In-vitro controlled release of glipizide was studied from modified pulsincaps prepared by using different proportions of the polymer HPMC. Glipizide - HPMC mixtures were prepared in the ratios 5:1, 5:2, 5:3 and 5:4 respectively. These mixtures were evaluated for micromeritic properties and to confirm the reproducibility of method of mixing. Micromertic properties of the pure drug glipizide and glipizide - HPMC mixtures were improved by the incorporation of spray-dried lactose (pharmatose) at 15% of the weight of the drug. Drug polymer interaction studies were performed on the selected drug - polymer mixtures and on the pure drug , glipizide by using FTIR and DSC. These studies showed no drug polymer interactions.Drug - polymer mixture equivalent to 10mg of glipizide was used for the preparation of modified pulsincaps.

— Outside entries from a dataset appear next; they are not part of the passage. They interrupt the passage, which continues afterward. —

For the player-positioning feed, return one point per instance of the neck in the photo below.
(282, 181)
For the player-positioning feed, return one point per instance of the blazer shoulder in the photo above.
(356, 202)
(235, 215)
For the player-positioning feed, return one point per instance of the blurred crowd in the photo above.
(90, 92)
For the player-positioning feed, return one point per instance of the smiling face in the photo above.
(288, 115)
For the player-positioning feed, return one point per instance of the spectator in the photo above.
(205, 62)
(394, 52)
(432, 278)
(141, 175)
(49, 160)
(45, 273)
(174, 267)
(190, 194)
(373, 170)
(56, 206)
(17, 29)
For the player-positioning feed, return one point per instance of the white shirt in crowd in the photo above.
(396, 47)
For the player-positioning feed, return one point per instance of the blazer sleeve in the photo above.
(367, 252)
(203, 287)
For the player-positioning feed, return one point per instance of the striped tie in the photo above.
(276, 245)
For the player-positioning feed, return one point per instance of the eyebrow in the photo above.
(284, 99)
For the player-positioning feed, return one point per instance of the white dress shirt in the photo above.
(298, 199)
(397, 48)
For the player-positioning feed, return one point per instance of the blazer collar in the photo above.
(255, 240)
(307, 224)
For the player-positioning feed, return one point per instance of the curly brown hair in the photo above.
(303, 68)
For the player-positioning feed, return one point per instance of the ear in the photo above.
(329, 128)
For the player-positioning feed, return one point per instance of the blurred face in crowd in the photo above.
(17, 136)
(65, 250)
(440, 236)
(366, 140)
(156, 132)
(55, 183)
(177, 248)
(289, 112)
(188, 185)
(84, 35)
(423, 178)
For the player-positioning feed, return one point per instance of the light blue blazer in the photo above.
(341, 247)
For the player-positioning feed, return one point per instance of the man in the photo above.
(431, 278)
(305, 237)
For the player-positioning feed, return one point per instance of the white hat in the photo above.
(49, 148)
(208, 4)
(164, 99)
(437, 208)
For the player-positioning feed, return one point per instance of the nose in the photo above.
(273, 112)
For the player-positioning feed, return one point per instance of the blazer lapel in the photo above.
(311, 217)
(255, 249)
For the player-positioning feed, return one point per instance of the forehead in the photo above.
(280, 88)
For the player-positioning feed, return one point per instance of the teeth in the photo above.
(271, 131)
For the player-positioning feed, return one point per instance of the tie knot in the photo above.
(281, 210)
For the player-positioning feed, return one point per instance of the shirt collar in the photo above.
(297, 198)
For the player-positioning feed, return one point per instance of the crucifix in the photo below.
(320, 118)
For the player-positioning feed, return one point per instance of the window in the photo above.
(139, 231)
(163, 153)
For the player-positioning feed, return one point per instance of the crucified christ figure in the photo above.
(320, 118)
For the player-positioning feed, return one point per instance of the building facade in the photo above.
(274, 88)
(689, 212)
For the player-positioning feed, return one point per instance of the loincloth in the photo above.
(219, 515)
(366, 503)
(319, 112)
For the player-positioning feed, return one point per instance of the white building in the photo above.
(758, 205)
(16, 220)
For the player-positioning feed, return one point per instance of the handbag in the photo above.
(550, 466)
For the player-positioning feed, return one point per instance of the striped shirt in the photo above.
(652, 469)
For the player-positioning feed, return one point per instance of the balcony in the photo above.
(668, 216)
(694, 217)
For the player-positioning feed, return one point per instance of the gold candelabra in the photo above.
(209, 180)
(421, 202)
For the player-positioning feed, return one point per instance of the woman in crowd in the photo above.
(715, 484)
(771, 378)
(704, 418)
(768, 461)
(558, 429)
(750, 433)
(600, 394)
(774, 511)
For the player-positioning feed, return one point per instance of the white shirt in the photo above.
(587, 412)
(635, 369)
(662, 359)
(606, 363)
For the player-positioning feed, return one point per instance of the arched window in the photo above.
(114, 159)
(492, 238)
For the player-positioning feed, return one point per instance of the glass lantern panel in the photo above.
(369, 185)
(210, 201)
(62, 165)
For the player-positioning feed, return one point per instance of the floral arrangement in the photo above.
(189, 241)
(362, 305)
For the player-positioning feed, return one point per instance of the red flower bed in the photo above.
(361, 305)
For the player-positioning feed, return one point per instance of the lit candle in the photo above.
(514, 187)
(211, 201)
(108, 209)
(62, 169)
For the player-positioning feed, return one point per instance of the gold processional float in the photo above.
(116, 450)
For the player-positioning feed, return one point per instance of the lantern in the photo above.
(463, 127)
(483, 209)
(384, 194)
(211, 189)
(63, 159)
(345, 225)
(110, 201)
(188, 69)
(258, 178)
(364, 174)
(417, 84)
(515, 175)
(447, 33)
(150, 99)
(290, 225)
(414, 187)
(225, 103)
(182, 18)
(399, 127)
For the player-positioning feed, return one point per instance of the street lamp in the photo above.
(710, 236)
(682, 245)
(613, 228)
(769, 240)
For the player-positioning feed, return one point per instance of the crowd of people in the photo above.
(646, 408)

The prepared modified pulsincaps were evaluated for weight variation, drug content and drug release from the prepared modified pulsincaps. Glipizide release from the prepared modified pulsincaps was slow and extended for a period of time not less than 10 hrs, depending upon the concentration of the polymer used. Drug release was diffusion controlled and followed zero order kinetics. The release of glipizide from GH1 and GH2 pulsincaps was close to the release of glipizide from a commercial SR tablet Glytop.

KEYWORDS: Glipizide, , Pulsincaps, HPMC, pharmatose, zero order , peppas model.